Keith Hawkins gives Taft Union High School students a pep talk

Keith Hawkins, who was raised by a single mother in a poor part of  Pomona but overcame his upbringing, brought a message of hope and  redemption to Taft High School students at an all-school assembly  on Feb. 13.

Hawkins, an extremely expressive motivational speaker based in Sacramento, overcame a troubled childhood. His father left him before  he was born, he was homeless in the seventh grade, and in the California Youth Authority in the eighth grade. In the ninth grade, he saw one friend murder another. His “mom lives in a hotel with a man who abused for for 28 years,” he said. She refuses to change and also taught him to be afraid, a feeling he finally rejected. Fear, he said, is False Evidence Appearing Real. He told students they need to show courage avoid developing and getting locked into bad habits. 

“Because we come from a situation doesn’t mean we have to end up in that situation. You create a habit and a habit creates you.”

Hawkins changed his cadence from fast talking with a microphone to slow, deliberate speech without one to emphasize points. He also changed the tone from dead serious to humor to lighten the mood. He opened his monologue by telling the capacity auditorium audience that he was talking with two Associated Student Body leaders earlier in the day. Hawkins told them he hadn’t seen any black students on campus. One girl, trying to be helpful, said, “Oh, we have some,” while another girl chimed in, “We have five.” After the laughter subsided, Hawkins said, “I feel like a chocolate chip in a cookie.”

His trademark line was: “We don’t remember what speakers say as much as what speakers do. ... People remember, and follow, what you do.”

He challenged his young audience to challenge themselves. “Teachers, don’t students expect you to be energetic, enthusiastic, motivated and teach with passion? Now, do students come to class energetic, enthusiastic, motivated and with a passion to learn? If we’re going to have an expectation of someone, we should have those expectations of ourselves.

“He (my father) left me before I was born because he did not have any expectations of himself as a father. My mother did not have any expectations of him as a father.”
Hawkins presented some grim statistics to students about having children before they are ready. 

Of the 750,000 American teenagers who have babies annually, 70 percent will live below the poverty level, and 85 percent will not be with the baby’s father within two years, he warned.

Hawkins said his mom didn’t expect much from him and neither did he. 
But a high school coach changed his life when he told Hawkins “it’s what you expect out of yourself.”
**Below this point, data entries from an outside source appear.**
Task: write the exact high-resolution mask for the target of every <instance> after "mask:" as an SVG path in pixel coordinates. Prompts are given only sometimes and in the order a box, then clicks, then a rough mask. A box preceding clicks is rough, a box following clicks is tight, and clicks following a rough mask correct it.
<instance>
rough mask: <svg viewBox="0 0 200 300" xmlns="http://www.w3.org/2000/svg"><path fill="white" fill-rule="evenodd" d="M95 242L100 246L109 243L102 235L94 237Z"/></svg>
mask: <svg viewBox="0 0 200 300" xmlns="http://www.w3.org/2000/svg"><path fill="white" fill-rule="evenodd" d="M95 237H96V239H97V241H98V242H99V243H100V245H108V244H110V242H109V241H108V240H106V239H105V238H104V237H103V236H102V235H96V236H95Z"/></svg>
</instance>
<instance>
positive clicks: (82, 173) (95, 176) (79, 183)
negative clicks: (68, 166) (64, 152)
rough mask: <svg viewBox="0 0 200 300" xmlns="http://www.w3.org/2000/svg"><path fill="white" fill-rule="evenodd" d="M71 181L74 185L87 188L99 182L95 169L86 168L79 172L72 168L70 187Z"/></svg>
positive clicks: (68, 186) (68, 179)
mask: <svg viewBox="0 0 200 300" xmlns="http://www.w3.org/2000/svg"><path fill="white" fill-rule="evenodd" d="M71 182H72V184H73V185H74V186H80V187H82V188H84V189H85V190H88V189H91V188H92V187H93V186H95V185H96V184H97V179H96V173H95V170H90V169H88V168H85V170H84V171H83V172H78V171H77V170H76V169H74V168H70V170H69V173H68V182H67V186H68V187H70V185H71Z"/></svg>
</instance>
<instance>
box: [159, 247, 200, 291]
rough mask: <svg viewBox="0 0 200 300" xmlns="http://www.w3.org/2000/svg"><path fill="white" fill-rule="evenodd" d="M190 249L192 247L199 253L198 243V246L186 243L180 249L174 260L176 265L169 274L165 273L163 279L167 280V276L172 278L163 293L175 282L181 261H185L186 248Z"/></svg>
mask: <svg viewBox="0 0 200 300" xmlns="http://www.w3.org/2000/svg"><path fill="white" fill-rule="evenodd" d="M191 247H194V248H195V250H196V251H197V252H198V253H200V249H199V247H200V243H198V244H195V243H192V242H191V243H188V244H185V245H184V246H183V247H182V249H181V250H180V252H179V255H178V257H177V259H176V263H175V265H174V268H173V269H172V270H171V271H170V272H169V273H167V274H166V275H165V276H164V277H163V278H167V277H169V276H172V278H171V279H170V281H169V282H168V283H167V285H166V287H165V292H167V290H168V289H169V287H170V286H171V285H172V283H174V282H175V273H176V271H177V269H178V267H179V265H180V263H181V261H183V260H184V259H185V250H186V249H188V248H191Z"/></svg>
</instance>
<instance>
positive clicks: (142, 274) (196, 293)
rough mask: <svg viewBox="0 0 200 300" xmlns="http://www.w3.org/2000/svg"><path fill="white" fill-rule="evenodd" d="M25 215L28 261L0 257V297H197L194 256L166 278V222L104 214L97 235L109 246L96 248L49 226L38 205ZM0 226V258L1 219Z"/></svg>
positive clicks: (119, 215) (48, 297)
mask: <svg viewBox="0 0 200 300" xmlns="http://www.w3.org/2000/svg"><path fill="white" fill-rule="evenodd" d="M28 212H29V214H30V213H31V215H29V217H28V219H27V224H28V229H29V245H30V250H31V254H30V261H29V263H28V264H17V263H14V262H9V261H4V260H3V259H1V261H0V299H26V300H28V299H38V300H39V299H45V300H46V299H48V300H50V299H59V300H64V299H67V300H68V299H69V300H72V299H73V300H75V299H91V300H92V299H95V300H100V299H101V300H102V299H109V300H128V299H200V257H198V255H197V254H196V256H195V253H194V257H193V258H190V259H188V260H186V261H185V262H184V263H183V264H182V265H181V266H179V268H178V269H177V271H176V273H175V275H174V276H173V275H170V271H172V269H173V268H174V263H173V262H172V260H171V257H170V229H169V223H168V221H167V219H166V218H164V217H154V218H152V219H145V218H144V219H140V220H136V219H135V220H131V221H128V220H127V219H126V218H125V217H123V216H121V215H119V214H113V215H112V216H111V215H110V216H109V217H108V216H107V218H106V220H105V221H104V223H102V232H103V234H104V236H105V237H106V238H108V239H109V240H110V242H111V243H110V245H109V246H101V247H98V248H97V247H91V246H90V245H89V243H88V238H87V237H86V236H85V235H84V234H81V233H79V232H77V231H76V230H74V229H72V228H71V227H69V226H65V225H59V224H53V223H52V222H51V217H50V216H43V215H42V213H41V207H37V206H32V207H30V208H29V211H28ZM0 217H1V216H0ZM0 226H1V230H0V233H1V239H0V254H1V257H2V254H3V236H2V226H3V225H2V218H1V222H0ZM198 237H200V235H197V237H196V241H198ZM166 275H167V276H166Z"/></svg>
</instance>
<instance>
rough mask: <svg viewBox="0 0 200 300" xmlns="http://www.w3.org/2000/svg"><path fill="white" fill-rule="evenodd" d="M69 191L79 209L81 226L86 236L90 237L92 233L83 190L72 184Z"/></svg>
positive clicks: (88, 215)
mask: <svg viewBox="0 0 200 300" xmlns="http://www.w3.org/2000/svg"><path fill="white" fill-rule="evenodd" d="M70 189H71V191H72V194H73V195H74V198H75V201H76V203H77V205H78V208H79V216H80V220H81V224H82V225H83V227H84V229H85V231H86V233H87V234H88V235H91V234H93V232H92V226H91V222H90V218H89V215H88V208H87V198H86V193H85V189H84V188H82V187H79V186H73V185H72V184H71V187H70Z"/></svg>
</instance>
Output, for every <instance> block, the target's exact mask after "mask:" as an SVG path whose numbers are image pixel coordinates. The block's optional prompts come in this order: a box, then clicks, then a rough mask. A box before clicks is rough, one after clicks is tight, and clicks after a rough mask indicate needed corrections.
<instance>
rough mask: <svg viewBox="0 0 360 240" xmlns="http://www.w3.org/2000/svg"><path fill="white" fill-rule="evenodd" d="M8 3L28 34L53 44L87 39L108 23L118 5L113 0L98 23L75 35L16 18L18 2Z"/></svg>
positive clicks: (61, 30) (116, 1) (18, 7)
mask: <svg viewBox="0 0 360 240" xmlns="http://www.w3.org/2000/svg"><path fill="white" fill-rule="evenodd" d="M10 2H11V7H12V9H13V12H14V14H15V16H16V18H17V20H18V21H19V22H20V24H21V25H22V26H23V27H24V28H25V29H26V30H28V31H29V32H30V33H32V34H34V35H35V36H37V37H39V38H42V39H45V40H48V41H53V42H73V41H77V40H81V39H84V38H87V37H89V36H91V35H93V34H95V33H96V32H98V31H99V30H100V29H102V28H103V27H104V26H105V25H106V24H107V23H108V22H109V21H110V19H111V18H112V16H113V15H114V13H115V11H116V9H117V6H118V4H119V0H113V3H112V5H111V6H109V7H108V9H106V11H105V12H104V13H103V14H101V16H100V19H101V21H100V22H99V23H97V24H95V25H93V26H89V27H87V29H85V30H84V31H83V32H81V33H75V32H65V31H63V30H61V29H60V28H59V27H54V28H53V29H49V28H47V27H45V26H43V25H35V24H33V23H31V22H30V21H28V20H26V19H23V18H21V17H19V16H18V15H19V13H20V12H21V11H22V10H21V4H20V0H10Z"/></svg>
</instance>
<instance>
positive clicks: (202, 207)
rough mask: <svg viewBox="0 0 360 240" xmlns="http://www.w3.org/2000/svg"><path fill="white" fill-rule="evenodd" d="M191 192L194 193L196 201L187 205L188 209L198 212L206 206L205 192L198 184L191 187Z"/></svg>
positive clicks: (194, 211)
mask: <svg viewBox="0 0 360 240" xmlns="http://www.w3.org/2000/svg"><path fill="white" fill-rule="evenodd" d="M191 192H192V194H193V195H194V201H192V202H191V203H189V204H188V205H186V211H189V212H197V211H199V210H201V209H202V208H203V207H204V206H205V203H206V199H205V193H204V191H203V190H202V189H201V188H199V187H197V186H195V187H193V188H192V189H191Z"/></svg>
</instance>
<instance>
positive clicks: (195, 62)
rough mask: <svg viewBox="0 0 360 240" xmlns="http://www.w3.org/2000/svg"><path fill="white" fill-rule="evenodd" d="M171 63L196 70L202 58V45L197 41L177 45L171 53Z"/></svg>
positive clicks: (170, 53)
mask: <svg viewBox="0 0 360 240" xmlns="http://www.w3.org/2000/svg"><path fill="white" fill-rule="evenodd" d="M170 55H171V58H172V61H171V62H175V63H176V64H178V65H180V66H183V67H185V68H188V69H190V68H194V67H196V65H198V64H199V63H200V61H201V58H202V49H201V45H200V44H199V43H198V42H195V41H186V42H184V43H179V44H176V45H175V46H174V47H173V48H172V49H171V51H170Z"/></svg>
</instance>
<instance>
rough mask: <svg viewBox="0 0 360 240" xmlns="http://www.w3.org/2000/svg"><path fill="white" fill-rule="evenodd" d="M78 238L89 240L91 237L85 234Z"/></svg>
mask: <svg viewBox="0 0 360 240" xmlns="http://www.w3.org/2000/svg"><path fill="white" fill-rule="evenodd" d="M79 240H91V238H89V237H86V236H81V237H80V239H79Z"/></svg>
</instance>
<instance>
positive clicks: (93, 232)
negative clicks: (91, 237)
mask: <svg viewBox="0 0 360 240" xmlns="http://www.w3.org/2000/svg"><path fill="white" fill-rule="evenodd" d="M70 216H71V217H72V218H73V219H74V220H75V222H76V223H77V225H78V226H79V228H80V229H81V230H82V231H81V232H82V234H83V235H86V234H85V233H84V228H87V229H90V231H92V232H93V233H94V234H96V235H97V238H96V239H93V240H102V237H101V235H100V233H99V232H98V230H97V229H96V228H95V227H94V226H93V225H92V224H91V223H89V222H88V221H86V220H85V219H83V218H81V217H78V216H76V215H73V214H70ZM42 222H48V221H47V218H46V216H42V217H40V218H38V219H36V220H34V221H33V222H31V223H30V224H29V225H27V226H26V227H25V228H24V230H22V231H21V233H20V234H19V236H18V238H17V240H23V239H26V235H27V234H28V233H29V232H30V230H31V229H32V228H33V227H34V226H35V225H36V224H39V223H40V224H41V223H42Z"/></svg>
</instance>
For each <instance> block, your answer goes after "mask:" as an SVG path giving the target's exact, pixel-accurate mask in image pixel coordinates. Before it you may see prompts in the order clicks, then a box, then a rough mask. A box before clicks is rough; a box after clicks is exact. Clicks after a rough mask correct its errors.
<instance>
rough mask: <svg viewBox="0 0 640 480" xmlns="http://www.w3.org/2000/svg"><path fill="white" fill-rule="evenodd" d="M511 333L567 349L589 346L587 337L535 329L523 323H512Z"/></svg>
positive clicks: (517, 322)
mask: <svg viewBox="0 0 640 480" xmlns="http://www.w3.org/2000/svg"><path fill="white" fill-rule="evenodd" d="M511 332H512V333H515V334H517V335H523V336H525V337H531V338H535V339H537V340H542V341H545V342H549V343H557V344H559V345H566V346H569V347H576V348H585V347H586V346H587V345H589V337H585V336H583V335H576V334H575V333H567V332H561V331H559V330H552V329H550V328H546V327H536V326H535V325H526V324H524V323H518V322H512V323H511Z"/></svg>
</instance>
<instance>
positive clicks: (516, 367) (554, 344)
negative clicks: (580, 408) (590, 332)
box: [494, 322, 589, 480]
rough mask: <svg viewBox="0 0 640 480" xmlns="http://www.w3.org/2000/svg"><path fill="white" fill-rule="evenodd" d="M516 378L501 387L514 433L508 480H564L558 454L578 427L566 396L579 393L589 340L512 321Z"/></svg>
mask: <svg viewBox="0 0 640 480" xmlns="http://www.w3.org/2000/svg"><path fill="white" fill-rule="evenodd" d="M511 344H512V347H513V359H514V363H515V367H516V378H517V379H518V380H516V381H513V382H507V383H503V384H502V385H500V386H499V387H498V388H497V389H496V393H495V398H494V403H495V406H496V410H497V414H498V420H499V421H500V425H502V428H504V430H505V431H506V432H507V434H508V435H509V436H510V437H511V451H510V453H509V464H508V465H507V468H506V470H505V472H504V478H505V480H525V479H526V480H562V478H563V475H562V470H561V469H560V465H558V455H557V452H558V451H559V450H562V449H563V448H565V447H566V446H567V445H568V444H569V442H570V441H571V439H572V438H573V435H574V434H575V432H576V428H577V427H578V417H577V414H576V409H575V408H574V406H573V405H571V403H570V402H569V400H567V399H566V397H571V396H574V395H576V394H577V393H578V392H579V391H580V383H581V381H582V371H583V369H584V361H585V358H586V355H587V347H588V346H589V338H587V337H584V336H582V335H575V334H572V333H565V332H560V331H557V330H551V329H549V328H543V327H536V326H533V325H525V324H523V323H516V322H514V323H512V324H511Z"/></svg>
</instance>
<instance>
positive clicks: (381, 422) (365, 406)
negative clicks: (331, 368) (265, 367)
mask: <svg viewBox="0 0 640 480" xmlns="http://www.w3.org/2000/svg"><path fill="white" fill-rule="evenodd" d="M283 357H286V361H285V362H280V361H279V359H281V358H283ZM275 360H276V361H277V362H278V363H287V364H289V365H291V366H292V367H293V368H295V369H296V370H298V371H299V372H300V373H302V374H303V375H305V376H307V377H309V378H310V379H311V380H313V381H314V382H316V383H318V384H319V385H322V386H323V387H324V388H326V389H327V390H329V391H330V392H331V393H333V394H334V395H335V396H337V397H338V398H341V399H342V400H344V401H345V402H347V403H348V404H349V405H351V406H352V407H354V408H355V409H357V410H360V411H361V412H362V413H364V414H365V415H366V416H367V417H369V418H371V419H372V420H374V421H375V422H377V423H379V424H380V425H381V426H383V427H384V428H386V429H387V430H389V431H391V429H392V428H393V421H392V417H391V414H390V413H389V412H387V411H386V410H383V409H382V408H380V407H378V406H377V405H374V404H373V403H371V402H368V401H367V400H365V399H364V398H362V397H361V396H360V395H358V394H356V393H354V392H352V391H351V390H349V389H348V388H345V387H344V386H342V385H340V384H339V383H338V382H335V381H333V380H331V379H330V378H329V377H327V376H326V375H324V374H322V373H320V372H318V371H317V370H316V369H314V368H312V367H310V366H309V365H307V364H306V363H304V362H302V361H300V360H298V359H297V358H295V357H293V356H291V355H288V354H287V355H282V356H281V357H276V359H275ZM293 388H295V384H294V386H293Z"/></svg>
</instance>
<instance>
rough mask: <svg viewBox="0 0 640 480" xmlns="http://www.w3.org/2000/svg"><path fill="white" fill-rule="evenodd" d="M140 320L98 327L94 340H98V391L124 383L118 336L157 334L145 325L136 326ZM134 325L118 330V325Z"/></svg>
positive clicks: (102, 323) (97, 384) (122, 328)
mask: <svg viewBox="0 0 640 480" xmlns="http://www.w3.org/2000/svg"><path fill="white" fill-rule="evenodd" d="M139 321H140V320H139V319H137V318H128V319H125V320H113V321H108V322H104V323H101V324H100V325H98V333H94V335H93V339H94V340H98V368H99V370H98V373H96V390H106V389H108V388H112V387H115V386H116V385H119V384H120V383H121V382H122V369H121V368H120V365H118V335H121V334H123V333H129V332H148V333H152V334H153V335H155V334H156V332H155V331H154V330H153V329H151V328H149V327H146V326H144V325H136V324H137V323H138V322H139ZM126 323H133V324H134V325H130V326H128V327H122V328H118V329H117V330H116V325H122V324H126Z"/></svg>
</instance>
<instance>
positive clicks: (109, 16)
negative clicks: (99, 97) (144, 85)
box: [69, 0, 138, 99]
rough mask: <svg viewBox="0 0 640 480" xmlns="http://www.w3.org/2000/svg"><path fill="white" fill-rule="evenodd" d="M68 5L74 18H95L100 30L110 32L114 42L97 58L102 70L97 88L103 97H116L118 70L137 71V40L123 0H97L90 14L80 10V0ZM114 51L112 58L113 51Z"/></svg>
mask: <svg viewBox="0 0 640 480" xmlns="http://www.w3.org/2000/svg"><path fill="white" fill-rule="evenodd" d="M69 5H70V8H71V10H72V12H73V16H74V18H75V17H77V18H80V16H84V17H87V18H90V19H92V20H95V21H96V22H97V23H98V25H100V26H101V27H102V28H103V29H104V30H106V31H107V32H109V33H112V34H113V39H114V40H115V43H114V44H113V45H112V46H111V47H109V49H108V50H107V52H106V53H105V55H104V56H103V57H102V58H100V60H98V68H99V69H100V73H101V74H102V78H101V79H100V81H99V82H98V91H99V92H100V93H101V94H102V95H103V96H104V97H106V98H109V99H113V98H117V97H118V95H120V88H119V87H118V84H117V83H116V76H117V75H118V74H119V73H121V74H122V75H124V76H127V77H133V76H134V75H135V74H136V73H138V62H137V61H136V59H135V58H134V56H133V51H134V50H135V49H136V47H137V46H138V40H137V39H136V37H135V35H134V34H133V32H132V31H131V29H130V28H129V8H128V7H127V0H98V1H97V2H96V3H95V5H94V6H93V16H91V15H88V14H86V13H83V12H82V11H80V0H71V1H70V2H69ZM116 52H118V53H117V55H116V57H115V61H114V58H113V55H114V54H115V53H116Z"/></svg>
He rose above his circumstances, earned a B.A. in communications form California State University, Chico, got married and is raising his daughter, Kambria, with his wife, Lori. He has co-authored two books and speaks to more than 400,000 students, educators, parents and businesspeople in North America annually. He has learned that “courage is when you’re scared but you do it anyway. When you have courage, you have opportunity. Integrity is about doing the right thing when you’re parents aren’t around. In the real world when you don’t have intercity, you get punished for it. In the real world, if you do have integrity, you will be rewarded.”
Speaking 25 days after Martin Luther King Jr.’s birthday holiday, Hawkins said, “If he did not give that 17-minute (“I Have a Dream”) speech, you would not be sitting next to the person you are now. If not for Martin Luther King, I would not be up here today.”

He concluded his hourlong presentation by telling students to be true to themselves and don’t waste time comparing themselves to others or spending time with “friends” who just bring them down. He told students to not judge others harshly because you often do not know their story.

“Take advantage of every opportunity, expect more out of yourself, stop comparing on the outside. I wouldn’t be here today if I didn’t change my habits. We won’t remember what your say, but what you do.”

Following the well-received talk, Hawkins spent two hours outlining his message of acceptance and tolerance with a few dozen student leaders.